Vous envisagez d’installer une pompe à chaleur et vous vous demandez combien cela va réellement vous coûter en électricité chaque année ? C’est LA question que se posent la quasi-totalité des propriétaires avant de franchir le pas. Et c’est tout à fait légitime : la consommation électrique d’une pompe à chaleur est au cœur de la rentabilité de votre investissement.
En France, les factures d’énergie ont fortement augmenté ces dernières années. Beaucoup de foyers cherchent à remplacer leur ancienne chaudière fioul ou électrique par un système plus économique et plus écologique. La pompe à chaleur s’impose souvent comme la solution idéale. Mais encore faut-il comprendre comment elle consomme, et surtout combien elle vous coûtera réellement sur l’année.
La bonne nouvelle, c’est qu’une pompe à chaleur ne « fabrique » pas de chaleur : elle la puise dans l’air extérieur ou dans le sol pour la restituer dans votre logement. C’est ce principe qui lui permet de produire 3 à 5 fois plus d’énergie thermique qu’elle n’en consomme en électricité. En clair : pour 1 kWh d’électricité consommé, elle peut vous fournir jusqu’à 4 ou 5 kWh de chaleur.
Dans cet article, nous allons vous expliquer pas à pas comment calculer la consommation électrique de votre future PAC, quels sont les coûts annuels réels à attendre en 2026, et comment les aides de l’État peuvent réduire significativement votre investissement de départ. Que vous habitiez une maison de 80 m² ou de 200 m², vous trouverez ici des données concrètes et des exemples chiffrés pour vous aider à décider en toute connaissance de cause.
Comment fonctionne une pompe à chaleur et qu’est-ce que le COP ?
Le principe de fonctionnement en quelques mots
Une pompe à chaleur (PAC) fonctionne comme un réfrigérateur à l’envers. Elle capte les calories présentes dans une source extérieure (l’air, le sol ou une nappe phréatique) et les transfère à l’intérieur de votre logement via un circuit de fluide frigorigène. Elle ne crée pas de chaleur, elle la déplace — ce qui la rend beaucoup plus efficace qu’un radiateur électrique classique.
Il existe plusieurs types de pompes à chaleur :
- PAC air/eau : capte les calories dans l’air extérieur et les redistribue via un plancher chauffant ou des radiateurs à eau. C’est la solution la plus répandue pour le chauffage central.

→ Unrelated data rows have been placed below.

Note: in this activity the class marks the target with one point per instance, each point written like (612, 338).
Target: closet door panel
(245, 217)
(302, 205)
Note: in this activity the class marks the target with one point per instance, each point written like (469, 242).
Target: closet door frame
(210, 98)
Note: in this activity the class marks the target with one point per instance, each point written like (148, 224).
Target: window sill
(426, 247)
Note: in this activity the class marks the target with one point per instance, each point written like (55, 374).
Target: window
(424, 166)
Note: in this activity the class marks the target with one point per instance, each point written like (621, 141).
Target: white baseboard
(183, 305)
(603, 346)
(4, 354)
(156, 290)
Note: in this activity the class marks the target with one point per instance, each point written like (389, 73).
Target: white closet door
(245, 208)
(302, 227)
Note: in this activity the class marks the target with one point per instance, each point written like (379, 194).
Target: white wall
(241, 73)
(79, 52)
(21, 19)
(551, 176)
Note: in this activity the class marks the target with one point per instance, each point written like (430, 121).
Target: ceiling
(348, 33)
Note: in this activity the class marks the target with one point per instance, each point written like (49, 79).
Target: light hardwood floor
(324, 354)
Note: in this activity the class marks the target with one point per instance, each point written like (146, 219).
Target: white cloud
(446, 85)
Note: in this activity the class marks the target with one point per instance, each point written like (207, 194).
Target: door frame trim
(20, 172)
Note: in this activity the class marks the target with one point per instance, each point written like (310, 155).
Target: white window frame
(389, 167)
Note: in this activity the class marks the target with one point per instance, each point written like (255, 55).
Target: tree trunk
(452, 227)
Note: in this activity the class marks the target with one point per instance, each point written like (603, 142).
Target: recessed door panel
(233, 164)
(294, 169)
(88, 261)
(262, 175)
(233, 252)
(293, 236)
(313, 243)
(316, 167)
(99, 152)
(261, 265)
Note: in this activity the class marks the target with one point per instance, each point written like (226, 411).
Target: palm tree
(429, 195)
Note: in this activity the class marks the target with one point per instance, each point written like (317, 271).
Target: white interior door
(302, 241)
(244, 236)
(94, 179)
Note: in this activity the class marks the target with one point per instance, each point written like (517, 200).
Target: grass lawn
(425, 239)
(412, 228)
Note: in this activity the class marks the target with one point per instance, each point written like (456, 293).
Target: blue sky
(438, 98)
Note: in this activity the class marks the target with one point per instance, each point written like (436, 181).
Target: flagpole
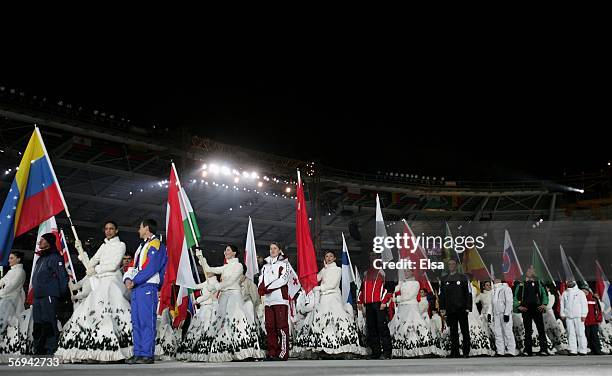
(178, 182)
(544, 262)
(77, 243)
(69, 258)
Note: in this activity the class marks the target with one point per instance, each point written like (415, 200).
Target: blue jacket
(49, 277)
(151, 261)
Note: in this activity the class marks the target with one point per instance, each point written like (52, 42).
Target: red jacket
(373, 288)
(594, 316)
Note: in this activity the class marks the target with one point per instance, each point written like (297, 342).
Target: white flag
(347, 273)
(250, 253)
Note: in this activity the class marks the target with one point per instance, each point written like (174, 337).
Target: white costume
(573, 308)
(501, 305)
(555, 332)
(12, 298)
(192, 347)
(411, 334)
(100, 328)
(231, 335)
(484, 298)
(333, 330)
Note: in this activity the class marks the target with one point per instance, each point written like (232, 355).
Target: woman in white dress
(412, 335)
(192, 347)
(100, 329)
(12, 299)
(333, 331)
(484, 298)
(231, 335)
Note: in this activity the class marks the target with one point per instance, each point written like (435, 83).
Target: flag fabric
(67, 259)
(357, 281)
(580, 276)
(511, 268)
(178, 269)
(34, 196)
(567, 270)
(415, 253)
(473, 264)
(602, 287)
(449, 252)
(307, 261)
(347, 273)
(192, 232)
(541, 269)
(381, 232)
(250, 253)
(48, 226)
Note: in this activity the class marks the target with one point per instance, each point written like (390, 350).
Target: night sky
(481, 123)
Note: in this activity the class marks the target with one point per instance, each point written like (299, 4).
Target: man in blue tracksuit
(144, 280)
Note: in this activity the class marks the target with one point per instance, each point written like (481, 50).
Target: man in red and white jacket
(376, 298)
(273, 286)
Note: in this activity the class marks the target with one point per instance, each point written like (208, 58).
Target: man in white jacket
(501, 310)
(273, 286)
(573, 310)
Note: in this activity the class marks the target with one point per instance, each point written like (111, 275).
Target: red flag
(307, 261)
(415, 253)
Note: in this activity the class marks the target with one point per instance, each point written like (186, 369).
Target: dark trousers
(456, 320)
(144, 319)
(277, 331)
(44, 331)
(378, 330)
(592, 333)
(533, 314)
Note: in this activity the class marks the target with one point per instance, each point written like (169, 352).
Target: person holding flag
(50, 284)
(274, 280)
(12, 298)
(455, 304)
(411, 334)
(530, 299)
(500, 314)
(373, 296)
(333, 331)
(574, 309)
(104, 308)
(144, 281)
(232, 336)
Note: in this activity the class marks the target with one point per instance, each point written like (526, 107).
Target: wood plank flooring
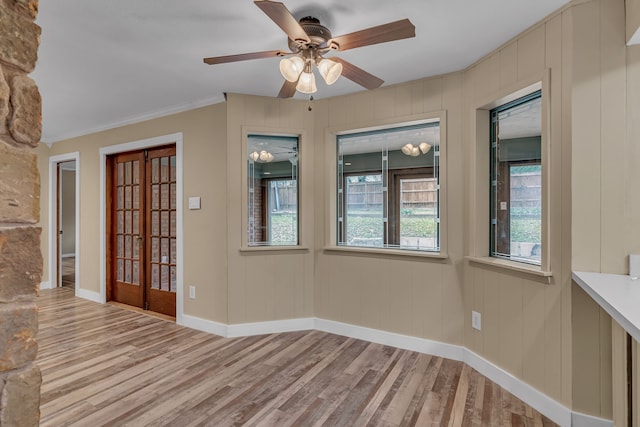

- PAC air/air : capte les calories dans l’air extérieur et les souffle directement dans les pièces via des unités intérieures (type climatisation réversible). Idéale pour les petits logements ou en complément d’un autre système.
- PAC géothermique : puise la chaleur dans le sol ou une nappe phréatique. Très performante mais plus coûteuse à l’installation.
Le COP : l’indicateur clé de l’efficacité d’une PAC
Le COP (Coefficient de Performance) mesure l’efficacité d’une pompe à chaleur à un instant T. Un COP de 4 signifie que pour 1 kWh d’électricité consommé, la PAC produit 4 kWh de chaleur. Plus le COP est élevé, plus la PAC est efficace.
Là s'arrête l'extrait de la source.